But, here's the thing. While I am very good at taking risks and walking unconventional paths, I am not very good at being an amateur. I set such high standards for myself that I become frustrated and give up too quickly. Yes, I am an expert in the field of self-defeating practices—I believe I am capable of doing something, but I expect it to happen overnight. I feel so uncomfortable and embarrassed by the growing pains phase that I try to somehow sidestep it. And even after racking up a pile of achievements, promotions, and/or compliments, I doubt myself and BOLT. Over and over, I have done this in my life.
Yet, I have continued to write this blog. This is the one thing I haven't given up on…and that has to mean something.
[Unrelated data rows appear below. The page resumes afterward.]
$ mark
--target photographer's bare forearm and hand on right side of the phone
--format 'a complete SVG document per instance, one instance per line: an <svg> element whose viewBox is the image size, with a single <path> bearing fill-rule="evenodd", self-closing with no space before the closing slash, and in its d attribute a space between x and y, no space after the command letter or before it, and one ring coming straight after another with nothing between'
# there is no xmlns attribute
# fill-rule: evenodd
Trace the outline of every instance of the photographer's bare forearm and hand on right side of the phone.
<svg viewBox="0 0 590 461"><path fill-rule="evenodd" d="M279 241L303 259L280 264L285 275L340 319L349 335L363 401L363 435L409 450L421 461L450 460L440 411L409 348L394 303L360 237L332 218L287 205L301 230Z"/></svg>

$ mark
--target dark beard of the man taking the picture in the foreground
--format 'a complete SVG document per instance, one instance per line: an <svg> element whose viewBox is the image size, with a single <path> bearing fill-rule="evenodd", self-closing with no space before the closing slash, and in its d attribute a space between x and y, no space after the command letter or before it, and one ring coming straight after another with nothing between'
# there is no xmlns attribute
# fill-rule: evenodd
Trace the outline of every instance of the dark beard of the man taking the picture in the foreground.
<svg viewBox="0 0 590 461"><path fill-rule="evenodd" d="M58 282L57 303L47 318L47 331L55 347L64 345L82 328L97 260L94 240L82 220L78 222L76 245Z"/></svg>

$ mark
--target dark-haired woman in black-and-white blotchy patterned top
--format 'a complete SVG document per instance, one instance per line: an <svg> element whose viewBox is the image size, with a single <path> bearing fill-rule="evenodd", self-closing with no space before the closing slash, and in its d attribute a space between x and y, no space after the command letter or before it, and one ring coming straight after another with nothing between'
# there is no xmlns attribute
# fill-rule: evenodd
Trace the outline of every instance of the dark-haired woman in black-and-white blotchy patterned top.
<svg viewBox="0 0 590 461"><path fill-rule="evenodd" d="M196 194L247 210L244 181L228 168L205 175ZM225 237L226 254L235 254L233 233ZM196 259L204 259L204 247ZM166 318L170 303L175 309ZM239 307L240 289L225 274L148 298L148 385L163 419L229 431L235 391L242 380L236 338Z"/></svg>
That simple realization hit me last night and renewed my faith in this path. Because, that is what this blog is: a testament to my faith in this path I am being led down. And by continuing to write through my many identity crisis', periods of self-doubt, and the periodic urge to give up and forget the whole thing, I have learned not only how to overcome those obstacles, but how to overcome myself.
So, while the world may still see me as a stay-at-home mom, I know the truth. I know that I was back to writing several hours every day only four days after giving birth. I know that through all of my sleep-deprivation and the overwhelming responsibility of raising a baby with little to no help the past year, I have still managed to keep this thing going. I know that I feel more successful now, writing a blog in my sweatpants while my baby sleeps on me, than I did when I commuted on trains and ferries with a business card in the pocket of my Armani blazer. It's like I read in the very book that inspired me to start living the life I am living now (This time I dance!): "Success is as much a singular affair as falling in love. That's why you can't tell by looking at how well someone's done exactly how well he or she has done. Only the soul knows. Only the soul glows."
I may not have reached "professional" writer status yet. But, my soul glows.